Os coordenadores do Conselho Indígena de Roraima (CIR), Enock Barroso Tenente e Edinho Batista de Souza, também participam da solenidade de recepção dos visitantes, um momento histórico e simbólico para a organização que há mais de 40 anos vem acompanhando e atuando em defesa dos direitos dos povos indígenas, principalmente, direitos territoriais, como é o caso da terra indígena Raposa Serra do Sol, símbolo de luta, conquista e resistência no Brasil. Na ocasião entregaram o dossiê da terra indígena Raposa Serra do Sol, entregue aos ministros do Supremo Tribunal Federal(STF), no mês de outubro, em Brasília.
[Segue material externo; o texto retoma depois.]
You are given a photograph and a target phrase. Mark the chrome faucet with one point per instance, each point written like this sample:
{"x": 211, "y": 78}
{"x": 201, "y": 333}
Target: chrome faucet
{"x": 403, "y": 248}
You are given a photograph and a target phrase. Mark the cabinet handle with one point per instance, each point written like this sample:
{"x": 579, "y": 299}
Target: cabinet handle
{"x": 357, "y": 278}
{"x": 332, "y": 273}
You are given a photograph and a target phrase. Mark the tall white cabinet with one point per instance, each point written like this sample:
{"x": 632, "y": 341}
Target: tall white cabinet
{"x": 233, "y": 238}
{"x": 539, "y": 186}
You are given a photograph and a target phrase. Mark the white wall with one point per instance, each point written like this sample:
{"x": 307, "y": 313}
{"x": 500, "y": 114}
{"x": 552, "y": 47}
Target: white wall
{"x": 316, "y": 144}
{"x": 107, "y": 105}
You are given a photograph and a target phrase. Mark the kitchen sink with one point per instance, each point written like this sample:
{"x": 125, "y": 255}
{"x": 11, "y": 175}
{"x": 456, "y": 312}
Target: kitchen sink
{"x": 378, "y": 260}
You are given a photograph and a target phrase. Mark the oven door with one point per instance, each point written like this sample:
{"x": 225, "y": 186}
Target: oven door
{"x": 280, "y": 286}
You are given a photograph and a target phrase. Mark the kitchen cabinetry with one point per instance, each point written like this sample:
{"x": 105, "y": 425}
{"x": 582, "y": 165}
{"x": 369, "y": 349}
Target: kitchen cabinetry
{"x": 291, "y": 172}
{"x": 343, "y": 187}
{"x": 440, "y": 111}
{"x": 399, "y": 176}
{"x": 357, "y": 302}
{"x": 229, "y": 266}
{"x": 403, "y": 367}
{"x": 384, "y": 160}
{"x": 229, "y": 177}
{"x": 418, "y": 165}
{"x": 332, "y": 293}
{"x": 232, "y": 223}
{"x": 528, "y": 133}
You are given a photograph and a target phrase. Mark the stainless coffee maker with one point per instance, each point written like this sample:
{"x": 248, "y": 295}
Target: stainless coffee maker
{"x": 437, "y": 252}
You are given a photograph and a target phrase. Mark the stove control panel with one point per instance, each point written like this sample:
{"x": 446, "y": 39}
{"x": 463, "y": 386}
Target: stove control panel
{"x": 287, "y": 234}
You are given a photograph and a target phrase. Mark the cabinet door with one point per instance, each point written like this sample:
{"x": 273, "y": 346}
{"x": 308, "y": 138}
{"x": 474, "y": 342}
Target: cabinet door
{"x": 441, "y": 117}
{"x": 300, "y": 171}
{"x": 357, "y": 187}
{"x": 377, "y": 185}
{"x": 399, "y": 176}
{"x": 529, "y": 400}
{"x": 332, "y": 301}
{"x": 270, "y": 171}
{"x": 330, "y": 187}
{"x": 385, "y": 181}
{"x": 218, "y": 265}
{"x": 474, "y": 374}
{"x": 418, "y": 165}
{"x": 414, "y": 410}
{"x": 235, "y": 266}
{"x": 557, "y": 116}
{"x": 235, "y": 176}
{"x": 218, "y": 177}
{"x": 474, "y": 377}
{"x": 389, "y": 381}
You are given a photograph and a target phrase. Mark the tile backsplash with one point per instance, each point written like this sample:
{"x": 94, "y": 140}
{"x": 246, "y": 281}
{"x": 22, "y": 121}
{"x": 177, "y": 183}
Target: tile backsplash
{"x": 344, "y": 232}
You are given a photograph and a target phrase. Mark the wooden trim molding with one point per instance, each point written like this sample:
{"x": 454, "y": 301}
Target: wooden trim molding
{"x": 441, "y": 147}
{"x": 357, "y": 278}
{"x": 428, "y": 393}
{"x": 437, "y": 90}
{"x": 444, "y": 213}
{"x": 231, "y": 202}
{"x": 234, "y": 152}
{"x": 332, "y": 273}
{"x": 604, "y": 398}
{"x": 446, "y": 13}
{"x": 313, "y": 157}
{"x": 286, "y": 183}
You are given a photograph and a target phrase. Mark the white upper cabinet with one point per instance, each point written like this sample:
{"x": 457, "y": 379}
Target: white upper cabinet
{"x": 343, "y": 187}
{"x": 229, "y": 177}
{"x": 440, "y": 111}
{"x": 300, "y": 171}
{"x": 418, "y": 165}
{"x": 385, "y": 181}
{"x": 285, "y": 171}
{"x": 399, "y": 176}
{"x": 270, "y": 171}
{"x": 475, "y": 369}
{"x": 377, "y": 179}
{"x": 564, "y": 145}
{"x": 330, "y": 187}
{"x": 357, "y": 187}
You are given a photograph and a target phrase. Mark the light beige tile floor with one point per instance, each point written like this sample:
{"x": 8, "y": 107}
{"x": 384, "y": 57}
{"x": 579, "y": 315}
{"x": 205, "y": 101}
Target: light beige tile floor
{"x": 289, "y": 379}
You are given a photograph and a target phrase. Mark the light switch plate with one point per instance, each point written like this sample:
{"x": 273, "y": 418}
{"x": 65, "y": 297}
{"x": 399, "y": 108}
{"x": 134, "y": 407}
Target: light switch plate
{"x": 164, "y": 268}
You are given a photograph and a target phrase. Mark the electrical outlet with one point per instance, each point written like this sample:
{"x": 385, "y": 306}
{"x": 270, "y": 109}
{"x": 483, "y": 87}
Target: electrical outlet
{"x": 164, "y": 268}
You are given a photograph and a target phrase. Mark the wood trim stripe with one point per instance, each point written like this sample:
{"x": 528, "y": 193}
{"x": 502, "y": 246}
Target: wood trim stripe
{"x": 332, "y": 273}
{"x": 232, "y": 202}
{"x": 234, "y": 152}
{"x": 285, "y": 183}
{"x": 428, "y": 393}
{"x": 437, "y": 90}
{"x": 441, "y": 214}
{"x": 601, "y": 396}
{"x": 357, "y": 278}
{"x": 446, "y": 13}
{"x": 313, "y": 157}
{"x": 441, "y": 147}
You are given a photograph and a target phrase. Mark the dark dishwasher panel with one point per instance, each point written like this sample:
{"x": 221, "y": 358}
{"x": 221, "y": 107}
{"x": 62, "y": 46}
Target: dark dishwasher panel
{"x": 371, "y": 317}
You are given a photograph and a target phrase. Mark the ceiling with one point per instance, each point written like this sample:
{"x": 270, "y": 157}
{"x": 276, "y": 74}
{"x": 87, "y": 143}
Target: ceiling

Para a chegada, as comunidades indígenas prepararam uma recepção com a participação de crianças, jovens, mulheres e anciãs, que durante a visita inteira recepcionaram os visitantes com cantos e danças tradicionais, gritos de luta e de conquista pela terra, saúde, educação, sustentabilidade, além das composições que retratam as belezas naturais existentes no território de Makunaima, como é dito pelos indígenas.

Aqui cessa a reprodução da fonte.